Surely enough, she scored against Syracuse in the 2021 national title game while Courtney notched two goals in the 16-10 victory.
Weeks family photo
“Being on the field and turning to each other and being like ‘We did it — we did what we dreamed about for years,’ ” Courtney recalled. “I think that will be the No. 1 highlight that I’ll ever have with my sister, ever.”
Courtney decided to hang up the cleats after college — and five surgeries — to pursue coaching in 2024, when she joined Sayville as a varsity assistant.
Just as she helped Boston College to its first championship, Courtney did the same in Suffolk County, taking the Golden Flashes to their initial New York State title in her inaugural season.
“Being able to bring in some more of those technical skills, and being close in age to the girls, to be able to connect with them on a different level,” she said, “was something that really helped us get to that championship level.”
Golden goals
Meanwhile, Cassidy, who has dreamed of podium glory since idolizing Mia Hamm as a little girl, is ready for her own championship-level competition.
Just about all she can think about is two years from now when Olympic lacrosse debuts in the Los Angeles summer games.

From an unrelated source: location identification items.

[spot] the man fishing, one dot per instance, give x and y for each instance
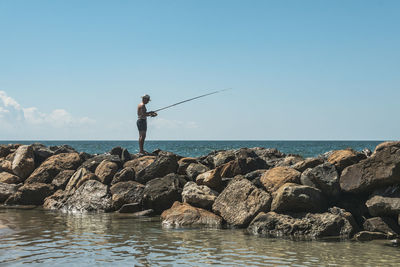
(142, 121)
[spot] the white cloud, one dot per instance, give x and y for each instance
(12, 114)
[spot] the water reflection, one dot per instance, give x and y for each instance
(43, 237)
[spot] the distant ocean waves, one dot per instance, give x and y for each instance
(199, 148)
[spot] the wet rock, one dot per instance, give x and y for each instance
(274, 178)
(298, 198)
(124, 175)
(164, 164)
(200, 196)
(126, 193)
(240, 202)
(62, 179)
(301, 225)
(23, 163)
(9, 178)
(106, 171)
(49, 169)
(211, 178)
(90, 196)
(7, 190)
(324, 177)
(369, 236)
(381, 169)
(384, 225)
(31, 194)
(182, 214)
(194, 169)
(307, 163)
(344, 158)
(160, 193)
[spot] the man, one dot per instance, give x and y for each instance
(142, 121)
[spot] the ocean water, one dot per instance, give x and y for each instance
(200, 148)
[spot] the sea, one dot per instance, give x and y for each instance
(31, 236)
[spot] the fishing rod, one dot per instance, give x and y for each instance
(187, 100)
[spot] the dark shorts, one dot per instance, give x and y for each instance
(142, 125)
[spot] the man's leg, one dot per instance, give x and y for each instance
(142, 137)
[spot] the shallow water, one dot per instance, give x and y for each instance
(39, 237)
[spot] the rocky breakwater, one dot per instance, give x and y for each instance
(344, 193)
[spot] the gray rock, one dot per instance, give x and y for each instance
(240, 202)
(200, 196)
(324, 177)
(298, 198)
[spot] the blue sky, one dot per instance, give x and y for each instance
(300, 70)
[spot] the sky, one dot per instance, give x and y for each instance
(299, 70)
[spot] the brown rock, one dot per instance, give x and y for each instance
(49, 169)
(274, 178)
(182, 214)
(106, 171)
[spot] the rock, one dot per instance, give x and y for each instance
(62, 179)
(7, 190)
(200, 196)
(163, 165)
(194, 169)
(9, 178)
(159, 194)
(124, 175)
(240, 202)
(182, 214)
(274, 178)
(90, 196)
(301, 225)
(298, 198)
(106, 171)
(307, 163)
(344, 158)
(324, 177)
(126, 193)
(31, 194)
(130, 208)
(384, 225)
(211, 178)
(140, 164)
(381, 169)
(92, 163)
(49, 169)
(24, 163)
(369, 236)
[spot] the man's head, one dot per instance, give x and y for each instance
(146, 99)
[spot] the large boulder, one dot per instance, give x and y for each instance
(24, 162)
(8, 178)
(384, 225)
(274, 178)
(106, 171)
(240, 202)
(298, 198)
(7, 190)
(324, 177)
(381, 169)
(160, 193)
(126, 193)
(164, 164)
(31, 194)
(182, 214)
(124, 175)
(200, 196)
(303, 225)
(344, 158)
(49, 169)
(91, 196)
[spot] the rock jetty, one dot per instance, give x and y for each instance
(342, 194)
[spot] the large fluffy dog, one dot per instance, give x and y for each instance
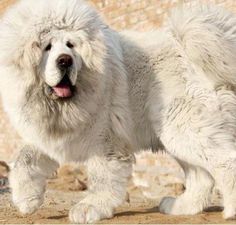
(77, 91)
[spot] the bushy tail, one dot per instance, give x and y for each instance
(206, 35)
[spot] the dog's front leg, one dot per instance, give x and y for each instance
(107, 189)
(28, 179)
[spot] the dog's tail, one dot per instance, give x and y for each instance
(206, 36)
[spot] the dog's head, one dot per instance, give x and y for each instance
(52, 42)
(62, 56)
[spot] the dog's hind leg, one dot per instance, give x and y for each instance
(224, 173)
(198, 187)
(28, 179)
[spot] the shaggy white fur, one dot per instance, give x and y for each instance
(174, 88)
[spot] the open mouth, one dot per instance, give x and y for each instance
(64, 89)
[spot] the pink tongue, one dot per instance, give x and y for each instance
(62, 90)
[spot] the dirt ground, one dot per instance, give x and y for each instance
(66, 188)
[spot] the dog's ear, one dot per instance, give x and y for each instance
(29, 56)
(93, 51)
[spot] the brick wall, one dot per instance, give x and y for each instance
(120, 14)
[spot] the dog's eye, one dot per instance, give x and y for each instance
(48, 48)
(69, 45)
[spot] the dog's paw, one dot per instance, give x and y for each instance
(86, 213)
(29, 205)
(178, 206)
(27, 196)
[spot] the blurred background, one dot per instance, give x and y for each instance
(154, 175)
(141, 15)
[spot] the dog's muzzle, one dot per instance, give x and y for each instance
(64, 62)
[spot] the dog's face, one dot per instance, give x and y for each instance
(60, 65)
(58, 55)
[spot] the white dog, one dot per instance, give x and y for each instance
(78, 91)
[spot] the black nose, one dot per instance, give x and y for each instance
(64, 61)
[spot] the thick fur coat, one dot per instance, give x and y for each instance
(174, 87)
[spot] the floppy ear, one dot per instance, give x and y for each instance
(28, 57)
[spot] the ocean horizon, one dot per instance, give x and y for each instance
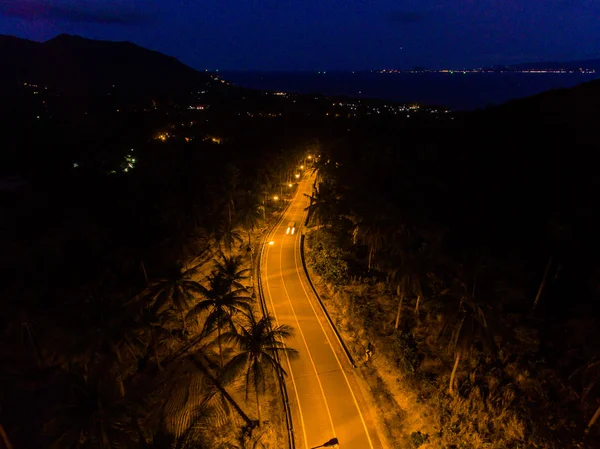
(456, 91)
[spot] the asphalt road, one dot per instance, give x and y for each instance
(325, 398)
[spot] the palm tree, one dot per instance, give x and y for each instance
(155, 320)
(249, 215)
(106, 336)
(94, 414)
(259, 345)
(470, 326)
(4, 437)
(227, 236)
(323, 204)
(230, 267)
(178, 290)
(222, 302)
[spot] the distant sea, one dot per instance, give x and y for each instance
(457, 91)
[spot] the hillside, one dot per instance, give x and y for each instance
(75, 66)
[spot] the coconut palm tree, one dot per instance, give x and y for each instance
(231, 268)
(94, 414)
(227, 236)
(469, 326)
(4, 437)
(259, 346)
(323, 204)
(177, 290)
(155, 320)
(221, 302)
(249, 216)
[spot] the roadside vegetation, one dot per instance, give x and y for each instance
(129, 317)
(470, 273)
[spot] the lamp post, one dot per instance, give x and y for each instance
(331, 443)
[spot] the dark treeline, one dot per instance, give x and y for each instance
(482, 230)
(103, 270)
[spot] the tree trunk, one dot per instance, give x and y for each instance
(257, 405)
(220, 347)
(453, 375)
(182, 320)
(593, 420)
(417, 306)
(399, 309)
(542, 285)
(144, 271)
(200, 364)
(251, 263)
(155, 349)
(5, 440)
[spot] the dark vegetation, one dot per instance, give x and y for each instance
(473, 244)
(116, 327)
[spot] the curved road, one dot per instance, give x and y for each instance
(325, 399)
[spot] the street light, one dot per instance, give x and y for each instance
(331, 443)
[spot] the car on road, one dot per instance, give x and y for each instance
(291, 228)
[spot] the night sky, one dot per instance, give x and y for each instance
(324, 34)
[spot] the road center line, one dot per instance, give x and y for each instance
(296, 255)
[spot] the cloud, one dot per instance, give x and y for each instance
(407, 17)
(81, 12)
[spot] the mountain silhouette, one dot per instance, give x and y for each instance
(76, 66)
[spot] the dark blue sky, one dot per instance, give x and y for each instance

“I think that is the greatest opportunity ever,” said Cassidy, who won the World Games with the U.S. last summer.
Team USA beat archrival Canada 16-8 to take home gold — and Cassidy wouldn’t be too shocked by a rematch in the City of Angels.
“We’re more, I think, physical, more team-oriented, and then they’re very technical — they know where each other are on the field,” she said.
“I think seeing them play, and us getting to play them, is also making us better.”
Although there’s lots of road ahead, Cassidy can’t help but be giddy at the chance to be part of “something bigger than ourselves to strive for” or taking home gold on home turf.
“It would be the craziest experience in my life,” she said.